Maden Kanunu Değişti..
Yine Yeni Yeniden
Doç. Dr. Aynur Aydın COŞKUN
İ.Ü. Orman Fakültesi
Çevre ve Orman Hukuku Anabilim Dalı
34473 Bahçeköy İstanbul
0 212 226 17 99,
0 212 226 11 00/25394
aynur90@istanbul.edu..tr

Ülkemizde Anayasanın emredici hükmü gereğince ormanlar, mülkiyet türlerine bağlı olmaksızın Devletin denetim ve gözetimindedirler. Kamu hukuku kurallarının egemen olduğu yönetim anlayışında, Devlet mülkiyeti ve işletmeciliği esastır ancak usul ve esasları yasalarla belirlenen çerçevede, şahısların ormanlardan yararlanmasına izin veren istisnai hükümler de mevcuttur. Ana kurala aykırılık teşkil eden her konuda yaşandığı gibi, ormanlardan yararlanma usullerinin hemen hepsi üzerinde kamuoyuna da yansıyan tartışmalar yaşanmaktadır. Koruma-kullanma dengesinin çoğunlukla ormanlar aleyhine bozulduğu günümüzde, bu tür tartışmaların artarak süreceğini tahmin etmek hiç de zor değildir.

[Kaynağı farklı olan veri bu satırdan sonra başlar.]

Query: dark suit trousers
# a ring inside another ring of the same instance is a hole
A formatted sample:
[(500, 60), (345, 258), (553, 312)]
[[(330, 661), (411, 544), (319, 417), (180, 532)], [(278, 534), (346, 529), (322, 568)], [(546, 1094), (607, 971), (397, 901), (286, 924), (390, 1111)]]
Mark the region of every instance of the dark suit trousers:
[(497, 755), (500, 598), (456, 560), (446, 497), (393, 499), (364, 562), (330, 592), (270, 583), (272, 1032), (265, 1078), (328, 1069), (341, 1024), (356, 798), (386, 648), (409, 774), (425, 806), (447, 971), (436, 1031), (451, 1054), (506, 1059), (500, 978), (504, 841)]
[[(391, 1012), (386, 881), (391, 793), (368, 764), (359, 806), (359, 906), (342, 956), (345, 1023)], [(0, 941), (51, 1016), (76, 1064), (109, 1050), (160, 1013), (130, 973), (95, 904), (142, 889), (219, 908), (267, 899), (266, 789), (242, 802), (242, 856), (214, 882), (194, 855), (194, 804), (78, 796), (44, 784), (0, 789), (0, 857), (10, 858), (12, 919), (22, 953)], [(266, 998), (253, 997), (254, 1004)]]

Orman alanlarında madencilik faaliyetleri yapılmasına izin veren düzenlemeler de, son dönemde bu tartışmaların başında gelmektedir. Konuyla ilgili süreçte, tüm tarafların dahil olduğu ihtilaflar yaşanmış ve sorun yargı kararlarına da konu olmuştur. Bu kararlar sonucunda, Maden Kanununun bazı maddeleri iptal edilmiş; konuyla ilgili yönetmelikler dayanaksız kalmış, sorun geçici çözümlerle aşılmaya çalışılmış ve en son gelinen noktada sıra yasal dayanağı oluşturmaya gelmiştir. Madencilik faaliyetlerinin yürütüleceği esaslar ve bu esaslara göre kamu idarelerinin vereceği kararlar konusunda ortaya çıkan belirsizlik ve yasal boşluğu doldurmayı amaçlayan "Maden Kanununda Değişiklik Yapılmasına Dair Kanun Tasarısı1" da bu süreçte 11 madde ile Meclis gündemine girmiştir. Taslak, alt komisyonlarda tartışılmış ve 23 madde olarak "Maden Kanununda ve Bazı Kanunlarda Değişiklik Yapılması Hakkında Kanun" adı altında 10 Haziran 2010 tarihinde Meclis Genel Kurulunda kabul edilmiştir. Kabulünün ardından, 24 Haziran 2010 tarih ve 27621 sayılı Resmi Gazetede yayımlanarak yürürlüğe girmiştir. Kanun, temel olarak tanımlamalara eklemeler yapmakta, madencilik faaliyetlerinde kamu yararı kararını verecek bir idari mekanizmayı ve tanımlamakta, madencilik faaliyetine konu potansiyel alanları ve buna ilişkin usul ve esasları belirlemekte ve yaptırımlarda değişiklik getirmektedir.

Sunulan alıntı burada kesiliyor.